I have configured my GKE environment with high resources (separately in node pools too) and the DAGs are set with the KubernetesPodOperator to only launch pods in those node pools.
affinity={
'nodeAffinity': {
'requiredDuringSchedulingIgnoredDuringExecution': {
'nodeSelectorTerms': [{
'matchExpressions': [{
'key': 'cloud.google.com/gke-nodepool',
'operator': 'In',
'values': [
'spawning-pool'
]
}]
}]
}
}
}
My airflow.cfg
has also been modified to raise the concurrency for all the various (confusing) airflow config parameters:
parallelism = 100
dag_concurrency = 100
max_active_runs_per_dag = 100
However, many of my active DAGs have their tasks in 'Queued' state and are not starting:
Do I have to restart Composer to trigger the airflow.cfg
changes or something else I am missing?
EDIT:
just a thought, but maybe this will give some ideas to resolving the bug.

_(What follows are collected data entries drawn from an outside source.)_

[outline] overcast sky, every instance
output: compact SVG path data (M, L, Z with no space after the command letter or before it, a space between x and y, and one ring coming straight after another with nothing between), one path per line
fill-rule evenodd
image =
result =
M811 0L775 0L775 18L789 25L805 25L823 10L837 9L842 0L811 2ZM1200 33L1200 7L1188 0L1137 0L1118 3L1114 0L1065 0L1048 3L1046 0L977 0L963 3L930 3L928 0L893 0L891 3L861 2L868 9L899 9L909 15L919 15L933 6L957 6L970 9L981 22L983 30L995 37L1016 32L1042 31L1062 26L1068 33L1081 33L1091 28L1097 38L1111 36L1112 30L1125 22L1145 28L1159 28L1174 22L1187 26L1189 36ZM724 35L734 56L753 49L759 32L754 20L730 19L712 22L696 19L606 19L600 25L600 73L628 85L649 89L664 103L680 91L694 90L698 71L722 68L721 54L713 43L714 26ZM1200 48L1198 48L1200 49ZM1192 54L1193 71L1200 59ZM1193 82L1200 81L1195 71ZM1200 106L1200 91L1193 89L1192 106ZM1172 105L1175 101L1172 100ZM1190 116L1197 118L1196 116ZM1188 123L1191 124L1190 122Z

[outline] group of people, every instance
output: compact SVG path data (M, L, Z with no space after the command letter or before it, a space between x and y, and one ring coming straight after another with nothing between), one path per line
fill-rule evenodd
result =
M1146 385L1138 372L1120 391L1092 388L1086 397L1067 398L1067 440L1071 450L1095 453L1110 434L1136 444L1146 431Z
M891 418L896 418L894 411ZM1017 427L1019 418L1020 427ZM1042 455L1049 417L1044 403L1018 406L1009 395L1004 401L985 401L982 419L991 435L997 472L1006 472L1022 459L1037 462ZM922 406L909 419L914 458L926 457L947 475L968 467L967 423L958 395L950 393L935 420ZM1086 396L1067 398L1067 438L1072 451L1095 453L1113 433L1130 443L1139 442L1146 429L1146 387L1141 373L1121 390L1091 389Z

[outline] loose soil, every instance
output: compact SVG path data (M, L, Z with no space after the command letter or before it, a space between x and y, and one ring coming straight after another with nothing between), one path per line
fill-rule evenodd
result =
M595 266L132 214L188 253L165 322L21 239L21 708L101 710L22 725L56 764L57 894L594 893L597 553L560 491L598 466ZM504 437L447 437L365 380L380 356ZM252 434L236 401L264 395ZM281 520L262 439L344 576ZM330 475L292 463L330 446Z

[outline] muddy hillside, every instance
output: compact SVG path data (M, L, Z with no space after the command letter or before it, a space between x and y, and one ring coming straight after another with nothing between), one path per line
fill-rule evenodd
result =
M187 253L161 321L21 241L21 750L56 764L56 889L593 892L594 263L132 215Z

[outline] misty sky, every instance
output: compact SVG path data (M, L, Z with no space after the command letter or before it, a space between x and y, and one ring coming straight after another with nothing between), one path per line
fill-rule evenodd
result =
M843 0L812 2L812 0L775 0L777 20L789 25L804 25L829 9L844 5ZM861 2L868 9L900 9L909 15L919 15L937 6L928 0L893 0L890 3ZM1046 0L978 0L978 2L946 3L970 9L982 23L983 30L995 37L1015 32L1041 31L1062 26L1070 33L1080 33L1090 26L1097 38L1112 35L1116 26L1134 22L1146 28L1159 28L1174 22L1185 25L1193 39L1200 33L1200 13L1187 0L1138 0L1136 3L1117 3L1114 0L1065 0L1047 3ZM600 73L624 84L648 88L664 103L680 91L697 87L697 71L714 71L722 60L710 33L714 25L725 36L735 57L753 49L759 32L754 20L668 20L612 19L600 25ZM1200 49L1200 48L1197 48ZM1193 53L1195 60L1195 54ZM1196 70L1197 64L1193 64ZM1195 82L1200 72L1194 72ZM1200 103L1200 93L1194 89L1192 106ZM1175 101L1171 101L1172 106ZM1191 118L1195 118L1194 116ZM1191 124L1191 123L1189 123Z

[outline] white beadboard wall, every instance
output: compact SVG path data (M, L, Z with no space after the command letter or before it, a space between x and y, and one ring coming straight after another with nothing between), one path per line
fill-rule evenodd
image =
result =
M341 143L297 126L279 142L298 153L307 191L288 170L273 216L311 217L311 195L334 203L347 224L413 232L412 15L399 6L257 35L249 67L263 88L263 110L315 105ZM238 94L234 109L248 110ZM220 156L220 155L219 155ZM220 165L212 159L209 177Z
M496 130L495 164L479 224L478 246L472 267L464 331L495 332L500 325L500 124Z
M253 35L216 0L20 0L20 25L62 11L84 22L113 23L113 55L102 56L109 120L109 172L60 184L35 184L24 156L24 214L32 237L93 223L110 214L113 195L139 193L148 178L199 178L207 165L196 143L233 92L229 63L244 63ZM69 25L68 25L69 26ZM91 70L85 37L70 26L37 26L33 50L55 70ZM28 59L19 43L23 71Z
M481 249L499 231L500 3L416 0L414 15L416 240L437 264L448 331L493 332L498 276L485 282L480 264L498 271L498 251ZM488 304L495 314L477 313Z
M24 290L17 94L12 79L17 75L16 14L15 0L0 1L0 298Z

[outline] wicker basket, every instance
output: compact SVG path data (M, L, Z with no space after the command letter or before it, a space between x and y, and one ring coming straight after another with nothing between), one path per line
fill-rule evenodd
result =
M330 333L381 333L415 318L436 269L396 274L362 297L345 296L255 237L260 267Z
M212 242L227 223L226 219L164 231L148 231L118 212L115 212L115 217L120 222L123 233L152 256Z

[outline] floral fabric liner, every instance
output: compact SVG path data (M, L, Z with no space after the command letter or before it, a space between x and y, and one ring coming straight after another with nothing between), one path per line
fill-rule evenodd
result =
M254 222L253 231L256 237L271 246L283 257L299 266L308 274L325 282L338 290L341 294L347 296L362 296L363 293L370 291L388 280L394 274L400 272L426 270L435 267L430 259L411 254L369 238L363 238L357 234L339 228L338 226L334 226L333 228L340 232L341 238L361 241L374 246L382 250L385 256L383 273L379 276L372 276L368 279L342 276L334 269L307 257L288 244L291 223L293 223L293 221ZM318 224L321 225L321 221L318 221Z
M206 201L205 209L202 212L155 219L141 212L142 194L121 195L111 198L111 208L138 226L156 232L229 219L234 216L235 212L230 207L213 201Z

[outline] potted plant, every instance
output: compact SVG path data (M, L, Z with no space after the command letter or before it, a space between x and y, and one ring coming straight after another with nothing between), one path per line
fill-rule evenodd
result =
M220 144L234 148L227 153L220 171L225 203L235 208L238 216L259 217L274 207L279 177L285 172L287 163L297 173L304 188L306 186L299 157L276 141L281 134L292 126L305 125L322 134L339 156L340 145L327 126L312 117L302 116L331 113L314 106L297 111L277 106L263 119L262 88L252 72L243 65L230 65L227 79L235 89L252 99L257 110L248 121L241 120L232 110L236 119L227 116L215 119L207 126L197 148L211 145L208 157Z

I have been modifying my dag.py files whilst there are tasks running (i.e. I have CI/CD flowing into Composer's GCS dags
bucket).
Could it be that the DAG is only re-parsed when no tasks are running for that dag?
So the DAG code mentioning to use the new node pool is not parsed as there are DAG tasks running.
Composer and Airflow versions:
In the Composer console in GCP it says:
Image version: composer-1.7.2-airflow-1.10.2